6 Comments

  • Taking certain routes to avoid surveillance cameras is just the gateway crime.

    The doubleplusungood crimethinkers who get away with it soon turn to driving within the speed limit to avoid traffic tickets.

    Then they escalate to filing tax returns correctly to avoid audits.

    After that, the sky’s the limit. Some have even been known to not rob banks to avoid prosecution for bank robbery.

  • That’s right out of “Idiocracy” when Not Sure was captured and bar coded so the cameras could track him.

  • Isn’t it against the law (in most areas) to avoid traffic lights by cutting through businesses like corner gas stations?

    • Yeah, but the point of those laws isn’t to make you go through the light, it’s to protect those businesses from bearing the burden of all that traffic. It’s not illegal to take a side street to avoid the lights.

  • What if it was a crime to have an old empty beer can on the back seat floor of your car, or a burned out light on your rear license plate ? How about possessing simple handyman tools that resembled lock-picking tools? We’re all criminals eventually in common, innocent behavior. Criminal law is loaded with this stuff.

    The government often criminalizes inherently innocent behavior … because it finds it more difficult to catch & prosecute criminals who commit the primary offense that is really being targeted.

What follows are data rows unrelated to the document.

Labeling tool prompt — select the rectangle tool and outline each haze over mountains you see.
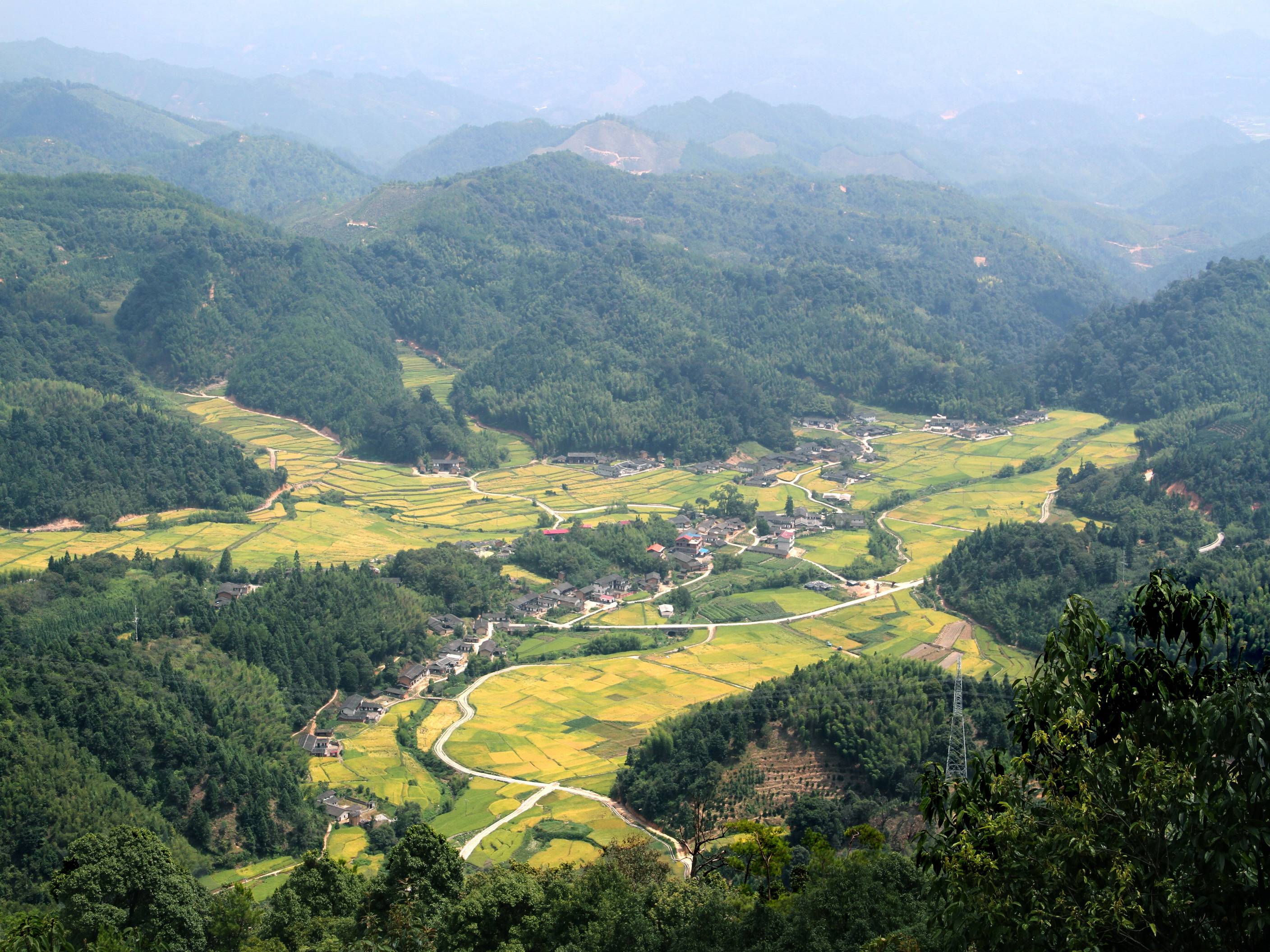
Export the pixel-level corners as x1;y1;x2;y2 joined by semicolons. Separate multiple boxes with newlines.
0;33;1270;294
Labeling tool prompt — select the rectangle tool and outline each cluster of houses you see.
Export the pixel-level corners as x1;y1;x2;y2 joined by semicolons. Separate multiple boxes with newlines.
922;414;1010;439
551;452;664;480
338;694;389;723
511;572;640;616
300;730;344;756
748;505;869;558
318;790;392;826
212;581;260;608
728;440;878;487
1010;410;1049;426
427;614;507;680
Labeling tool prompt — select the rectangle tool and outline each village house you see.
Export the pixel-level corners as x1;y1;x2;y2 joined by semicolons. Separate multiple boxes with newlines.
318;790;376;826
339;694;387;723
594;459;657;480
428;614;464;638
480;638;507;659
509;593;548;616
432;453;465;472
300;730;343;756
212;581;259;608
794;414;838;430
428;654;467;678
397;661;428;691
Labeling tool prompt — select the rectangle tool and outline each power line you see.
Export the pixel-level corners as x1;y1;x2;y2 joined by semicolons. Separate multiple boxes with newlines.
943;658;966;781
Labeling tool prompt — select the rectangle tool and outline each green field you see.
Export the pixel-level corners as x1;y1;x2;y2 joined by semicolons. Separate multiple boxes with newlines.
446;658;732;792
308;700;441;810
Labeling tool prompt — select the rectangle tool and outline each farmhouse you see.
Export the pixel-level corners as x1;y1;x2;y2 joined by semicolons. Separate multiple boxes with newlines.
511;593;548;616
212;581;257;608
428;614;464;638
397;661;428;691
794;414;838;430
300;730;343;756
432;453;464;472
339;694;387;723
428;655;467;678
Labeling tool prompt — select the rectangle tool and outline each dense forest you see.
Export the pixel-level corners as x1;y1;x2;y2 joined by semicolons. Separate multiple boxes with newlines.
0;381;285;529
0;175;470;463
1038;259;1270;420
383;542;511;618
931;462;1214;651
613;656;1008;835
0;554;321;902
512;513;680;586
330;154;1110;457
0;79;375;218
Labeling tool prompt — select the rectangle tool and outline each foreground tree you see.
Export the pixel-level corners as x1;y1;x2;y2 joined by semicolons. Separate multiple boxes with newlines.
51;826;208;952
921;572;1270;952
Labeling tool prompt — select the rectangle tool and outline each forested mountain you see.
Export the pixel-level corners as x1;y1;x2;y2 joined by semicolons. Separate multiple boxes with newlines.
0;381;276;528
0;80;375;218
613;658;1010;838
1038;259;1270;420
378;93;1266;294
0;175;467;462
0;555;321;902
0;39;528;164
385;119;573;182
294;155;1110;456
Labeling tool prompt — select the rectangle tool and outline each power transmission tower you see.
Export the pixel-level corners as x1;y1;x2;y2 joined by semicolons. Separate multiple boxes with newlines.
943;658;965;781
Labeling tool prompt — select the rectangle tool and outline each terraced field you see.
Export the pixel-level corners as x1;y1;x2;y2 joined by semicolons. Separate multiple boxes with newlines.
7;396;1153;873
469;791;660;867
308;700;452;810
446;658;733;792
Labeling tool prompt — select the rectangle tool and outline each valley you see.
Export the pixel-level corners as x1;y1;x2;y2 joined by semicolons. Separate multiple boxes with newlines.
0;363;1136;895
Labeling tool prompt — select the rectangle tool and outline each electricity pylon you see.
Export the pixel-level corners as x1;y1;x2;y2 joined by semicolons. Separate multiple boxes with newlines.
943;658;966;781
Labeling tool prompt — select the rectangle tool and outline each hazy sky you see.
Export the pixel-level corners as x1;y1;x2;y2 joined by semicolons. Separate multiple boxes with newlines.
0;0;1270;121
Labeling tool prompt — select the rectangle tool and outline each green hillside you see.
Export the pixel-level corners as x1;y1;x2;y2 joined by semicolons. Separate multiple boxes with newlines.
0;39;527;164
0;80;375;218
1039;259;1270;420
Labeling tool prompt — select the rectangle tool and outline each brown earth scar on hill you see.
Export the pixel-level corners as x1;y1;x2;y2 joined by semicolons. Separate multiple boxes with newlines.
1164;480;1213;515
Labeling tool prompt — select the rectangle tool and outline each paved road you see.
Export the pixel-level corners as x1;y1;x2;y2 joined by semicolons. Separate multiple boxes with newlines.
432;664;692;872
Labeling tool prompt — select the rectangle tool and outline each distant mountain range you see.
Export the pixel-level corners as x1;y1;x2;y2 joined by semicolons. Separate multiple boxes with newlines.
0;39;529;170
0;80;376;218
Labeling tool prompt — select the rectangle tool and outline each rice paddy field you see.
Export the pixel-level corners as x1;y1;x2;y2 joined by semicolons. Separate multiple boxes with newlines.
657;616;834;688
10;388;1134;873
467;791;660;868
308;700;444;810
446;658;735;793
428;777;535;840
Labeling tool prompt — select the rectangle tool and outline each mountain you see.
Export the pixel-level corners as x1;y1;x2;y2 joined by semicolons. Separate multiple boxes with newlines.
0;80;375;218
1038;258;1270;420
383;119;570;182
0;175;467;472
296;154;1113;457
0;39;527;162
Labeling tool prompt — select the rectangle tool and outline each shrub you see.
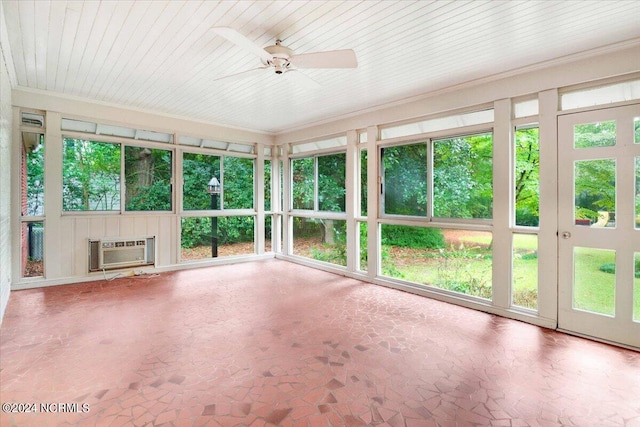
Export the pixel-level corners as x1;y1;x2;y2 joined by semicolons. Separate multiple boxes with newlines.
382;224;445;249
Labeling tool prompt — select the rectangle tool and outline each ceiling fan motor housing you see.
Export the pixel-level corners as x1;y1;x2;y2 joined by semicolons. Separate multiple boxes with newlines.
263;40;294;74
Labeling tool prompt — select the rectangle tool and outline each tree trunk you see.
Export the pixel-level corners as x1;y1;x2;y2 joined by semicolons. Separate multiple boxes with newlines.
126;148;154;200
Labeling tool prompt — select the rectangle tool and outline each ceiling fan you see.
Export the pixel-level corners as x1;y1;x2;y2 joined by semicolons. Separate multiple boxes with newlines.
211;27;358;85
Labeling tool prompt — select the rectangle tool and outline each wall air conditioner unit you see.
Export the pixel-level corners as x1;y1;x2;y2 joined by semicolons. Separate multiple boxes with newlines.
89;237;155;271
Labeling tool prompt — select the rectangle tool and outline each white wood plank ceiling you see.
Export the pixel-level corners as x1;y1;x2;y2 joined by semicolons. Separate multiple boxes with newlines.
2;0;640;133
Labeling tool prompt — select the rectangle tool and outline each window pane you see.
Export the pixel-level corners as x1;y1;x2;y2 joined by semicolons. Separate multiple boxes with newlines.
380;224;493;299
574;159;616;227
21;221;44;277
633;252;640;322
380;109;494;139
573;120;616;148
511;234;538;310
62;138;120;211
560;80;640;110
318;153;347;212
358;222;369;271
514;127;540;227
264;215;274;252
635;157;640;229
264;160;271;211
293;217;347;266
182;153;221;211
513;99;539;118
124;147;171;211
382;143;427;216
433;133;493;218
21;132;44;216
573;247;616;316
222;156;254;209
180;216;255;261
360;150;369;216
291;157;315;209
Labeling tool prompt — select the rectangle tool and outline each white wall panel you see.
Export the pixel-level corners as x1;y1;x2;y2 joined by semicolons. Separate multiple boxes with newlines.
73;218;89;277
0;44;13;323
57;218;74;277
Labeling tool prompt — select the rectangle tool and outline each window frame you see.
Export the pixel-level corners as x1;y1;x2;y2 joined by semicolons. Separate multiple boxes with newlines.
377;127;495;228
60;131;176;216
288;148;347;219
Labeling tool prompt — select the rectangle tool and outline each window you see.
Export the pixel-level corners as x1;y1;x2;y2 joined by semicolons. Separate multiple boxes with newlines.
264;159;271;211
62;138;172;211
382;133;493;219
380;224;493;299
291;153;346;212
124;146;172;211
560;80;640;110
182;153;254;211
292;217;347;266
20;130;45;277
182;153;220;211
514;126;540;227
511;233;538;310
221;156;254;209
180;216;255;261
433;133;493;219
380;109;494;139
317;153;347;212
382;142;427;216
62;138;121;211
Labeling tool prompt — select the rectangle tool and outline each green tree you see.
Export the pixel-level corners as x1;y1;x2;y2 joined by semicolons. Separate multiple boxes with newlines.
382;143;427;216
62;138;120;211
514;127;540;227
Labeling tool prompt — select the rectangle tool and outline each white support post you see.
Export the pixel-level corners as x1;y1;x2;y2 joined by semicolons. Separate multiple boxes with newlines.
44;111;63;278
492;99;513;308
367;126;380;279
345;130;359;271
538;89;558;323
271;146;282;253
282;144;293;255
253;144;265;255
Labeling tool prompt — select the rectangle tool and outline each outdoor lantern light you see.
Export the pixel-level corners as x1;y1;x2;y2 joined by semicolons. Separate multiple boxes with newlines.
207;176;222;196
207;176;222;258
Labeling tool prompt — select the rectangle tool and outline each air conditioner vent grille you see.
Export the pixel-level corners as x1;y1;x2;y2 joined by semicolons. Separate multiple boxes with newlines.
89;237;155;271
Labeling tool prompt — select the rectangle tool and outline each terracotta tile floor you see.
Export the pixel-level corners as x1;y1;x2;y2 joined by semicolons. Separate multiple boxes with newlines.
0;260;640;427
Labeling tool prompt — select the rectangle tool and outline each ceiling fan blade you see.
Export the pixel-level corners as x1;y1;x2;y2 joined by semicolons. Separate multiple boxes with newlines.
212;66;269;82
284;68;321;89
290;49;358;68
211;27;273;62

    This practice is outrageously corrupt and tyrannical. The government and legal profession do not care, but eagerly endorse and pursue this practice.

    By inventing secondary & tertiary “crimes” for behavior sometimes associated with ‘primary’ crimes — the government is able to cast a very wide net over the population… prosecuting many non-criminals in order to punish a few primary criminals.

    Bank withdrawal “structuring” is a tertiary ‘crime’ that is objectively no crime at all. It exists in hopes of catching those engaged in the secondary crime of money-laundering… that is also objectively a non-crime. It exists in hopes of catching drug-dealers (also a non-crime under the U.S. and state Constitutions.
    Quite a spider web of faulty logic and injustice.

    • In an age of breathalyzers I don’t see the point of the open container law – you can easily determine if the driver has been drinking (the open container would provide probable cause for a breathalyzer, assuming they even need probable cause considering the “implied consent” laws), and who cares if the passengers were drinking? There’s no law against drunk riding.

      The structuring law is similar – in the era of computerized banking, it’s trivial to make a report of everyone who withdrew $10,000 in a particular time period of your choosing, instead of a particular transaction. You’re making people criminals for no reason. It’s not just a secondary crime; it’s a secondary crime which no longer has its purpose.